La répression de l'itinérance en Nouvelle-France: châtiments corporels et humiliation sur la place publique

Martin Landry
Historiquement, à l’époque de la Nouvelle-France, on nommait les indigents qui n’avaient pas de maison des vagabonds.
Dès les premières années de la colonisation française en Amérique, on remarque la présence de ces vagabonds dans des villes comme Québec ou Montréal.
Les autorités coloniales de l’époque considèrent ces vagabonds comme de la vermine à combattre. On a peur qu’ils contaminent la population saine avec leur mode de vie. C’est la raison pour laquelle, pendant plus de 200 ans, la mendicité est sévèrement réprimée et qu’on n’hésite pas à imposer à ces gens de violents châtiments corporels. Par exemple, pour punir ces vagabonds coupables de mendier, on les expose sur la place publique, le cou entouré d’un collier de fer bien fixé à un poteau pendant plusieurs heures. En cas de récidive, ils sont fouettés.

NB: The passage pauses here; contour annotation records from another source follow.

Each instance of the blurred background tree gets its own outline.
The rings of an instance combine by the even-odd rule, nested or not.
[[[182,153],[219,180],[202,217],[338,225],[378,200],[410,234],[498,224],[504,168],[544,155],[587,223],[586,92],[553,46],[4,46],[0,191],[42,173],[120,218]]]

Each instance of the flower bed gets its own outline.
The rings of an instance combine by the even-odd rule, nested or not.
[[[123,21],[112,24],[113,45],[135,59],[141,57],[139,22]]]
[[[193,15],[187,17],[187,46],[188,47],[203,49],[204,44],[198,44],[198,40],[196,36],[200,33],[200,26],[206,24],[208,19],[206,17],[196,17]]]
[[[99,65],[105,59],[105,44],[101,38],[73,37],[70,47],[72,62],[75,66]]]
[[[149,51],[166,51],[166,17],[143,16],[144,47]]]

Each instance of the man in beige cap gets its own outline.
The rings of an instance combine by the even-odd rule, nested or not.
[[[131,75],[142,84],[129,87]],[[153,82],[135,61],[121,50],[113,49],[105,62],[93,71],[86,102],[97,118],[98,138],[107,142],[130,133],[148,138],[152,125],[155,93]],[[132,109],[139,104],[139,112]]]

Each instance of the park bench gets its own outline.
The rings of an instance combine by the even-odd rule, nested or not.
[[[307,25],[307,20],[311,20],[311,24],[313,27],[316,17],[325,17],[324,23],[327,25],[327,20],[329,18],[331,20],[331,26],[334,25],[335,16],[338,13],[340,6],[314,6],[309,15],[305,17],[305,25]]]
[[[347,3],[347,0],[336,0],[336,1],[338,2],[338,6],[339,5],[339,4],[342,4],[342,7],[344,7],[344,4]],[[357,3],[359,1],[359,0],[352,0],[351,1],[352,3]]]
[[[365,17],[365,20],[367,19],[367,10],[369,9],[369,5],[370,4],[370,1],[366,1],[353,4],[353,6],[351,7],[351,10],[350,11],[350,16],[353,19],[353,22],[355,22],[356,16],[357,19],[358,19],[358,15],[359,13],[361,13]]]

On donne aussi des amendes à ceux qui leur ont offert de l’argent.

Bureau de pauvreté
En 1688, les autorités coloniales établissent un Bureau des Pauvres. L’institution vient en aide aux indigents en leur donnant du travail. Cependant, l’objectif ultime du Bureau est d’identifier les bons pauvres et les mauvais pauvres et d'offrir de l’aide selon le mérite.
« [...] Plusieurs canailles et fainéants sous prétexte de pauvreté incommodent les bourgeois et habitants de cette ville, allant continuellement mendiant de porte en porte au lieu de travailler comme plusieurs le pourraient aisément faire. [...] ledit bureau sera composé du curé qui prendra soin d’avertir des pauvres honteux et misérables dont il aura la connaissance [...]. »
Vie scandaleuse
Au 18e siècle, il semble que la répression est le meilleur moyen d'éradiquer l’itinérance. Le 17 décembre 1740, une sentence pour vagabondage est rendue contre François Morisset, Nicolas Coutant et Élisabeth Coutant. Ils sont condamnés à la punition du carcan sur la place publique avec un écriteau indiquant : « Vagabonds, gens sans aveu et menant une vie scandaleuse ».
De plus, au terme de cette punition, les deux hommes prendront le chemin de la prison pour deux mois. Derrière les barreaux, ils seront uniquement nourris de pain et d’eau.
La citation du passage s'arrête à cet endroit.